The ultimate mystery behind Brothers of the Head might be how Fulton and Pepe financed their bizarre collision course between the real and the surreal. Producer Simon Channing Williams proved no stranger to renegade talent. Having been impressed by the brilliant, stylized brutality that director Fernando Meirelles brought to City of God, he produced the Brazilian filmmakers’ Oscar-winning follow-up, The Constant Gardener. Meanwhile, Williams proved instrumental in ensuring that the Brothers Howe became immortalized in celluloid.

“Simon has produced most of Mike Leigh’s films,” confirms Fulton. “Ever since High Hopes. Leigh is a guy who gets films financed that have no scripts. His whole process is about improvisation. He spends eight months to a year improvising, in order to come to a script. That’s a hard thing to get money for. So this is where Simon cut his teeth. It was a gift (having him involved). We pitched the project to a bunch of different people, and went with Simon. He said, “I’m up for this. It sounds totally fucked up, and I’ll do it.”

The bottom line is that Fulton has created a fictional work of art posing as a documentary. About conjoined twins. Who happen to be the semi-insane musicians of an ear-damaging punk-rock ensemble. In an age when even Steven Spielberg, Peter Jackson, and Michael Bay have difficulty financing mass-appeal blockbusters, Fulton admits that he’s the luckiest S.O.B. in contemporary cinema.

Brothers of the Head was a weird idea,” he confesses. “It was a fairly experimental film with totally absurd subject matter, but we wanted to take it dead seriously. So everything about it suggested that it was not a financial venture. We got the best people working on the film, and the most patient financiers. I felt like, ‘All right – you’re spoiled from the start. You get to make a five million dollar art movie, and no one’s really looking over your shoulder.’

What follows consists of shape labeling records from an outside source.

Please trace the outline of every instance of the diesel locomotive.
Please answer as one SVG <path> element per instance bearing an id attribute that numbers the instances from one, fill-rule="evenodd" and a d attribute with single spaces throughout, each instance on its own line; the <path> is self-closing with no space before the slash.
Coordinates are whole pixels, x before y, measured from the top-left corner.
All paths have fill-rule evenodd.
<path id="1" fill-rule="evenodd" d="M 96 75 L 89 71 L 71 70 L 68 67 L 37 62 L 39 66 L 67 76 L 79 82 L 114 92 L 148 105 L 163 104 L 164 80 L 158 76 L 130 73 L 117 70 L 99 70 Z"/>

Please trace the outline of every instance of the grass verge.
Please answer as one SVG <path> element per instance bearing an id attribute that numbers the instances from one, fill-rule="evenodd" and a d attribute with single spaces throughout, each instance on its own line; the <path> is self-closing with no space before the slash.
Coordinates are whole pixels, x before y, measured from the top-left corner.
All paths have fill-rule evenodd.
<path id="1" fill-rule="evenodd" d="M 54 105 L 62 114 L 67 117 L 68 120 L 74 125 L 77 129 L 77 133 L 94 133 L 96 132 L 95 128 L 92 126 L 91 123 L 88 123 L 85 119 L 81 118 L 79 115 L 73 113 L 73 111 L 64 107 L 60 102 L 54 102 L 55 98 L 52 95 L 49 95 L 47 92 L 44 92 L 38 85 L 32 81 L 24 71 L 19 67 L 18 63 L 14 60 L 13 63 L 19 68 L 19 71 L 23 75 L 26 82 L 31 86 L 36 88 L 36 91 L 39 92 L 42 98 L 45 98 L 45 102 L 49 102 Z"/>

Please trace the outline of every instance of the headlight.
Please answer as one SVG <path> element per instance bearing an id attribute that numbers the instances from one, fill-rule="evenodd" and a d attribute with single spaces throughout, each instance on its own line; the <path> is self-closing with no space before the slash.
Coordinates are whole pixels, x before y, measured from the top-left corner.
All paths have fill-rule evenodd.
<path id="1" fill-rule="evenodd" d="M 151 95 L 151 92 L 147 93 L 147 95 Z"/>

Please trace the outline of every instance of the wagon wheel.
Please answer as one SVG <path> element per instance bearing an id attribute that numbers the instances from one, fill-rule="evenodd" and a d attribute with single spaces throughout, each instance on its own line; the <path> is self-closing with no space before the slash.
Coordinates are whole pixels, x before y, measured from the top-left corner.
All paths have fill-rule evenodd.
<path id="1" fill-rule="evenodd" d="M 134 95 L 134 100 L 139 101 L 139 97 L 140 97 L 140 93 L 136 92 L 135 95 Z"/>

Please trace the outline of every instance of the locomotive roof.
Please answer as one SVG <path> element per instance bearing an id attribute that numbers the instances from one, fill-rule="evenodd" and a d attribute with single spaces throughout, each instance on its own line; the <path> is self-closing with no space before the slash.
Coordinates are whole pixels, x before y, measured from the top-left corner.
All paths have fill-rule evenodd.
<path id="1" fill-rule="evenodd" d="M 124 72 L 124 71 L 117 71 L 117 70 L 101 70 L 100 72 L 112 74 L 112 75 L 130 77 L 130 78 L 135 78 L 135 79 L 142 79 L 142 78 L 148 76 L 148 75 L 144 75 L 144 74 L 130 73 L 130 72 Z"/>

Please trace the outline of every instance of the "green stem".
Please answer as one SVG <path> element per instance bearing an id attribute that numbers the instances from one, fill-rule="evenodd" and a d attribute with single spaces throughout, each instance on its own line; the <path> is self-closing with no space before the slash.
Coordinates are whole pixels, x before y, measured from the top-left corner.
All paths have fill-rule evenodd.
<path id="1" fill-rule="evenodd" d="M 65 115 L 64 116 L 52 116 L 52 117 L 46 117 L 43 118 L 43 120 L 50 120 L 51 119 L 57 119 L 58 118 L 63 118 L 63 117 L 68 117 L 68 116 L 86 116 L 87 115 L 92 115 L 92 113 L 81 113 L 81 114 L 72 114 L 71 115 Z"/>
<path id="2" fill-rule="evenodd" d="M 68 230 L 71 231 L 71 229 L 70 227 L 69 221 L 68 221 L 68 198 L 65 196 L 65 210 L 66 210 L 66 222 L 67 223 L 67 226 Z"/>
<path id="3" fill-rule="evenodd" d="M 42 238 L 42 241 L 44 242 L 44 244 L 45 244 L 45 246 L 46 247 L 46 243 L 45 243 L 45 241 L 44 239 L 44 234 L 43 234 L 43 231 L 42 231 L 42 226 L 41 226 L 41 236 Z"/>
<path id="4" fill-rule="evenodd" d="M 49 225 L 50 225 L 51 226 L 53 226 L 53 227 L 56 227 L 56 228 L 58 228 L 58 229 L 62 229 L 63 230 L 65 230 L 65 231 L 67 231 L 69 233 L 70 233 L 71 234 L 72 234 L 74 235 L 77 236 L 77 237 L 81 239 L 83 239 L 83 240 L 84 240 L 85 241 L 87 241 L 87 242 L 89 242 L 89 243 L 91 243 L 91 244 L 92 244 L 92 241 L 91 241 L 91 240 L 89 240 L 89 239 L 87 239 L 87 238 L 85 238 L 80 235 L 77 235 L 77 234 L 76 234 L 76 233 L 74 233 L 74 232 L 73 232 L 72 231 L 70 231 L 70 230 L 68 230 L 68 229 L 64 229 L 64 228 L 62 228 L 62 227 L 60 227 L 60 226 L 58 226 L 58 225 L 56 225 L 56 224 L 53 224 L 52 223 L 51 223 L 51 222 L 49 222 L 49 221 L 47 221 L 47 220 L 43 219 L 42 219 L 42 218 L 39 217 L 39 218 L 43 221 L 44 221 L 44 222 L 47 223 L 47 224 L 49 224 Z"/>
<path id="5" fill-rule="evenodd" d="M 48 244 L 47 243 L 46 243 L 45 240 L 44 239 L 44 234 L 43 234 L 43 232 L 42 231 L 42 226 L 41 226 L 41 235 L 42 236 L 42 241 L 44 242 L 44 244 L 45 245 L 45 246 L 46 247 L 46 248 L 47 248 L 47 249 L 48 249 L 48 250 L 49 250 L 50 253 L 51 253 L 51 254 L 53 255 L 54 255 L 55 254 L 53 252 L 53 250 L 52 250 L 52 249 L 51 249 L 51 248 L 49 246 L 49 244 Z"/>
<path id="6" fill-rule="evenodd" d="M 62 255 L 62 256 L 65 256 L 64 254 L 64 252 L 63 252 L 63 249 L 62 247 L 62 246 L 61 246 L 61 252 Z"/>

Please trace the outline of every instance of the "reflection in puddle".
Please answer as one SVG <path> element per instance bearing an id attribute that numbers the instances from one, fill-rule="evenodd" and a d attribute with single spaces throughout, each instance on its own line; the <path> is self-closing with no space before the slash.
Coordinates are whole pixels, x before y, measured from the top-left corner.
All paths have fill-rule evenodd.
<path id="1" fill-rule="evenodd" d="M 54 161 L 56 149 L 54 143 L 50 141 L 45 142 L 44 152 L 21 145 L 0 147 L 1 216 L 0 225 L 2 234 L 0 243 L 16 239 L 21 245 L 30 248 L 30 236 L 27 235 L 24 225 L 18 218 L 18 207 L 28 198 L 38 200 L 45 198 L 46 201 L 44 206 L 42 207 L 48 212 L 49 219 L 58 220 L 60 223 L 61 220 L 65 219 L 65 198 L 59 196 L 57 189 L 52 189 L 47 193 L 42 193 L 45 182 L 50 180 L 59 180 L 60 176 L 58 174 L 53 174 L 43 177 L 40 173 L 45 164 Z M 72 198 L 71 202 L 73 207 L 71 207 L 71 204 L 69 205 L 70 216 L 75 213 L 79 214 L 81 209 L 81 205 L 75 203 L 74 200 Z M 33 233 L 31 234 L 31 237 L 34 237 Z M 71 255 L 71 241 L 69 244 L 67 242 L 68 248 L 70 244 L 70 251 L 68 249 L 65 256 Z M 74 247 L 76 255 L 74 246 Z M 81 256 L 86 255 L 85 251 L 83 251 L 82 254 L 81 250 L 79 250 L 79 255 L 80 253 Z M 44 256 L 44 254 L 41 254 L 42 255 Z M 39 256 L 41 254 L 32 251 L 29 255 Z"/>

“Now I’m trying to get other projects off the ground, and it’s a complete uphill battle. You’re expected to have a crystal clear pitch and a ‘three-x’ structure for everything. And if you’re gonna spend more than $500,000 dollars, you had damn well better have bankable celebrities in your movie. Once you hit that stuff, it really starts to make me lose my optimism. I need to figure out a path through this. You have to find a way to express yourself, while being financially responsible. It’s a tough compromise.”

Yes, indeed. But Brothers of the Head is now a reality. It’s that rarity – a truly original movie that snuck into the time capsule, despite decidedly dicey commercial appeal.

“We’re part of a very small genre,” admits Fulton with a laugh. “The conjoined twins genre. It consists of Twin Falls, Idaho, Stuck on You, and Brothers of the Head.”